3. Misterio de la «Kénosis» del Verbo. - A pesar de que los misterios son para la mente humana como la noche oscura de los tiempos, reconocemos en ese enigmático mundo de lo ignoto y mistérico cierta jerarquía y cierta gradación: los hay más y menos. Misterio es indudablemente que Jesucristo muera en la cruz. Y misterio asimismo es que el Hijo de Dios se encarne. Pero los teólogos encuentran un abismo mayor en el segundo. De ahí que la redención empiece desde que María pronuncia el Sí. Empieza entonces la kénosis del Verbo, su revestimiento de los harapos humanos, su infinita humillación.
También la Natividad del Señor, por consiguiente, y antes la misma Encarnación pueden ser entendidas desde los esquemas del anonadamiento redentor. «¿Cómo se anonadó? Recibiendo lo que no era, sin perder lo que era. Se anonadó, es decir, se humilló. Siendo Dios, se manifestó como hombre» (San Agustín, Sermón 92,2). La interpretación agustiniana de Filipenses 2,7ss resulta, en este sentido, de una riqueza panorámica singular: «Se rebajó tomando la forma de siervo», y el Obispo de Hipona responde preguntándose: «¿Qué hay de más rico que la forma de Dios?; ¿qué de más pobre que la forma de siervo?» (Sermón 41,7).

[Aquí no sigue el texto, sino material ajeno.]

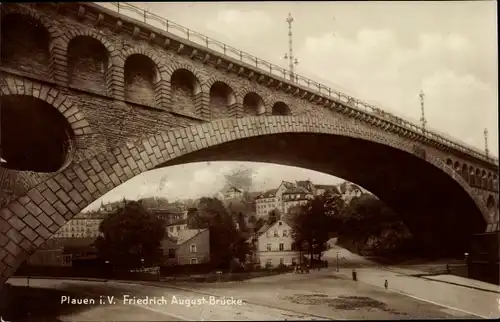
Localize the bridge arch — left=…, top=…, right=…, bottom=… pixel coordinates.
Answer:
left=272, top=101, right=292, bottom=116
left=243, top=92, right=266, bottom=116
left=0, top=116, right=491, bottom=283
left=169, top=67, right=202, bottom=116
left=123, top=53, right=161, bottom=107
left=66, top=35, right=111, bottom=95
left=475, top=168, right=481, bottom=188
left=461, top=164, right=469, bottom=182
left=0, top=11, right=52, bottom=78
left=208, top=81, right=237, bottom=119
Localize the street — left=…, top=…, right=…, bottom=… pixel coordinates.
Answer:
left=3, top=271, right=480, bottom=322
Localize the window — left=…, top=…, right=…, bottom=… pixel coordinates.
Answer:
left=168, top=248, right=176, bottom=259
left=278, top=221, right=282, bottom=226
left=279, top=243, right=284, bottom=251
left=176, top=226, right=181, bottom=231
left=266, top=232, right=270, bottom=237
left=283, top=230, right=288, bottom=237
left=190, top=244, right=197, bottom=253
left=266, top=244, right=272, bottom=251
left=291, top=243, right=297, bottom=251
left=292, top=258, right=297, bottom=265
left=190, top=258, right=198, bottom=264
left=274, top=231, right=279, bottom=237
left=266, top=259, right=272, bottom=266
left=169, top=227, right=174, bottom=232
left=280, top=258, right=284, bottom=265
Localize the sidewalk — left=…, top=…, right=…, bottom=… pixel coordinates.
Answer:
left=334, top=267, right=500, bottom=319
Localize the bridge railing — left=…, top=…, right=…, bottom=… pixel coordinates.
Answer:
left=97, top=2, right=498, bottom=165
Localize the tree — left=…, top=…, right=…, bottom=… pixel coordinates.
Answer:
left=191, top=197, right=250, bottom=268
left=95, top=200, right=165, bottom=270
left=290, top=195, right=332, bottom=263
left=337, top=194, right=411, bottom=255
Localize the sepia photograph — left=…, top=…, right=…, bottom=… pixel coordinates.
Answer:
left=0, top=1, right=498, bottom=321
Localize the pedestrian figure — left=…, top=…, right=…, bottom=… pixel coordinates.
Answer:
left=352, top=269, right=357, bottom=281
left=446, top=264, right=451, bottom=274
left=384, top=279, right=388, bottom=290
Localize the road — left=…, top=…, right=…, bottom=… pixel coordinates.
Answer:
left=3, top=273, right=479, bottom=321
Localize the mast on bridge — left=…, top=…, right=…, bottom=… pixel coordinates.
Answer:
left=484, top=128, right=489, bottom=158
left=419, top=89, right=427, bottom=132
left=283, top=12, right=299, bottom=82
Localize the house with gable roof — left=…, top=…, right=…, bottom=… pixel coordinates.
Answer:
left=248, top=218, right=300, bottom=267
left=160, top=228, right=210, bottom=266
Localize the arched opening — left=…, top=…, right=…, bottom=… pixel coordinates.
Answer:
left=493, top=175, right=498, bottom=192
left=67, top=36, right=109, bottom=94
left=461, top=164, right=469, bottom=182
left=162, top=132, right=486, bottom=256
left=243, top=92, right=265, bottom=116
left=209, top=81, right=236, bottom=119
left=475, top=169, right=481, bottom=188
left=0, top=13, right=50, bottom=77
left=0, top=95, right=75, bottom=172
left=446, top=159, right=453, bottom=167
left=453, top=161, right=460, bottom=173
left=481, top=170, right=487, bottom=189
left=486, top=195, right=495, bottom=209
left=469, top=166, right=475, bottom=186
left=170, top=68, right=201, bottom=115
left=124, top=54, right=159, bottom=106
left=272, top=102, right=291, bottom=116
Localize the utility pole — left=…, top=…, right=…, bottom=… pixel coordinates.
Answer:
left=419, top=89, right=427, bottom=132
left=484, top=128, right=489, bottom=158
left=284, top=13, right=299, bottom=82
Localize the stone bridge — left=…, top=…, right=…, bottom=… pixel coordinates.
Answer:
left=0, top=2, right=498, bottom=285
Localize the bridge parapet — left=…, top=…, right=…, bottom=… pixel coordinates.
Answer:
left=91, top=1, right=497, bottom=166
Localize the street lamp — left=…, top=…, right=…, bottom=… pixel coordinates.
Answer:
left=336, top=251, right=339, bottom=272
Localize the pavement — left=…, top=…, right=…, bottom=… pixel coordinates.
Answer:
left=3, top=243, right=499, bottom=320
left=323, top=246, right=500, bottom=319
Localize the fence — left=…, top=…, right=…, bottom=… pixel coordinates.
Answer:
left=95, top=2, right=497, bottom=164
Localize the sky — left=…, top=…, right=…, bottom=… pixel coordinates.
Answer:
left=87, top=1, right=498, bottom=210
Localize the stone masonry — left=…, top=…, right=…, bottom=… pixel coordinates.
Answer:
left=0, top=3, right=499, bottom=285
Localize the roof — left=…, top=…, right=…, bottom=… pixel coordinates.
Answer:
left=171, top=228, right=208, bottom=245
left=255, top=218, right=293, bottom=237
left=282, top=186, right=310, bottom=195
left=166, top=218, right=187, bottom=226
left=282, top=181, right=295, bottom=189
left=315, top=184, right=341, bottom=194
left=225, top=186, right=242, bottom=193
left=256, top=189, right=278, bottom=199
left=73, top=212, right=106, bottom=220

Aquí, si bien se medita, descubrimos ya estrechamente relacionadas la Navidad y la Pobreza. En su completa radicalidad, digamos que la Pobreza sin la cual es imposible la verdadera riqueza, presente en la misma cuna de Belén. Porque la verdadera pobreza es la humildad, y no hay humildad mayor que la del Hijo de Dios encarnado.
Si en lo relativo a la palabra Emmanuel llegábamos a la conclusión de que en la Encarnación se da el desposorio de Cristo con la Iglesia, aquí podemos añadir igualmente este desposorio de la divinidad con la humildad, del espíritu con la carne, de la riqueza con la pobreza. Ante el portal de Belén acaban las grandezas humanas todas. Porque la infinita divinidad queda en Belén recluida dentro de los angostos límites de un destartalado Establo en el que yace un recién nacido, necesitado de los más elementales y tiernos cuidados maternales.
Retórico de cuerpo entero, el de Hipona juega a placer aquí con la figura de la antítesis al escribir: «El creador de María nació de María; es hijo de David el señor de David; del linaje de Abrahán quien existe antes que Abrahán. El creador de la tierra fue hecho en la tierra; el creador del cielo fue creado bajo el cielo. Él es el día que hizo el Señor, y el Señor mismo es el día de nuestro corazón. Caminemos en su luz, exultemos y gocémonos en él» (Sermón 187, 4).